Krieg in Afghanistan: Frank war mit der Bundeswehr dort

Es ist der bisher längste und blutigste Einsatz der Bundeswehr: Der Kampf um den Frieden in Afghanistan. Allein 59 deutsche Soldaten verloren in dem kriegszerstörten Land der selbsternannten „Gotteskrieger“ seit 2002 ihr Leben. Aktuell sind heute bis zu 1300 Deutsche Teil der internationalen Mission, die gerade um ein weiteres Jahr verlängert wird. Einer, der dort dabei war, kommt aus Rondorf. Im SÜDBLICK erzählt er seine ganz persönliche Geschichte.

„Ja, ich würde es nochmals tun, weil meine Motivation unverändert ist, einen aktiven Beitrag leisten zu können für mehr Frieden und Sicherheit in dieser bedrohten Region.“ Für den 51jährigen Oberstleutnant Frank aus Rondorf war sein sechsmonatiger Einsatz in Afghanistan nichts weniger als Teil einer Pflicht, die sich aus seinem Diensteid ergibt.
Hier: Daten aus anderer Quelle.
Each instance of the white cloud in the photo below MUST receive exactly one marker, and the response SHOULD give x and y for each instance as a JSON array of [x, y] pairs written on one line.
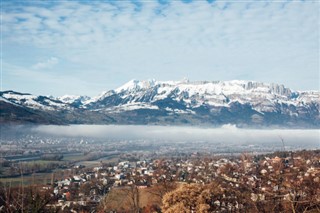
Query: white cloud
[[47, 64], [264, 41]]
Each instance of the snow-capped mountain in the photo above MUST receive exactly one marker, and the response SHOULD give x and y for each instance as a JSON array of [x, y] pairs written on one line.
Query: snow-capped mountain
[[34, 102], [245, 103], [74, 100], [192, 95]]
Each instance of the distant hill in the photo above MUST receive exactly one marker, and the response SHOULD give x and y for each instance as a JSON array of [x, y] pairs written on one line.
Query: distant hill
[[243, 103]]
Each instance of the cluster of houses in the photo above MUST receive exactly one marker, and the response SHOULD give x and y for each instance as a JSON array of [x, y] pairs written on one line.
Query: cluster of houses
[[286, 174]]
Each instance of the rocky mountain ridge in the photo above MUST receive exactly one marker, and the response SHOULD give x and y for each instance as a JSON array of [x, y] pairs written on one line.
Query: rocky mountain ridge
[[244, 103]]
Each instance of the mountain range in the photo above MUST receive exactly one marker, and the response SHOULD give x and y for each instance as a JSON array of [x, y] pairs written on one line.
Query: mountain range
[[207, 103]]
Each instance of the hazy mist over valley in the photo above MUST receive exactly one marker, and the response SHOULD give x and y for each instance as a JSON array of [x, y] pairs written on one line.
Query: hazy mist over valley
[[159, 106]]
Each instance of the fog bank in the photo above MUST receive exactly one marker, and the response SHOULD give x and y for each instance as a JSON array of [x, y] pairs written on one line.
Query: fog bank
[[227, 134]]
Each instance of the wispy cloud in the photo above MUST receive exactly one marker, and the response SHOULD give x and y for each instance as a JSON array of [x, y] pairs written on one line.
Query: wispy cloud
[[218, 40], [47, 64]]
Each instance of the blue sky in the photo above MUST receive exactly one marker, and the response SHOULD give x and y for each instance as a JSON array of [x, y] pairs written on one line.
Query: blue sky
[[86, 47]]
Der gelernte Diplombauingenieur ist seit 1989 bei der Bundeswehr; er war Anfang der Zweitausender Jahre auch beim Kosovokonflikt im ehemaligen Jugoslawien vor Ort. Doch der „Krieg am Hindukusch“, das ist nochmals eine ganz andere Dimension. Fast die Hälfte der Bevölkerung in Afghanistan ist auf humanitäre Hilfe angewiesen; jedes zweite Kind ist stark unterernährt, sagt die Welthungerhilfe. Die Gewalt dauert an. Allein im Jahr 2020 wurden dort 3035 Zivilisten getötet. „Afghanistan gehört weiterhin zu den tödlichsten Gegenden in der Welt“, schreibt die UNO aktuell.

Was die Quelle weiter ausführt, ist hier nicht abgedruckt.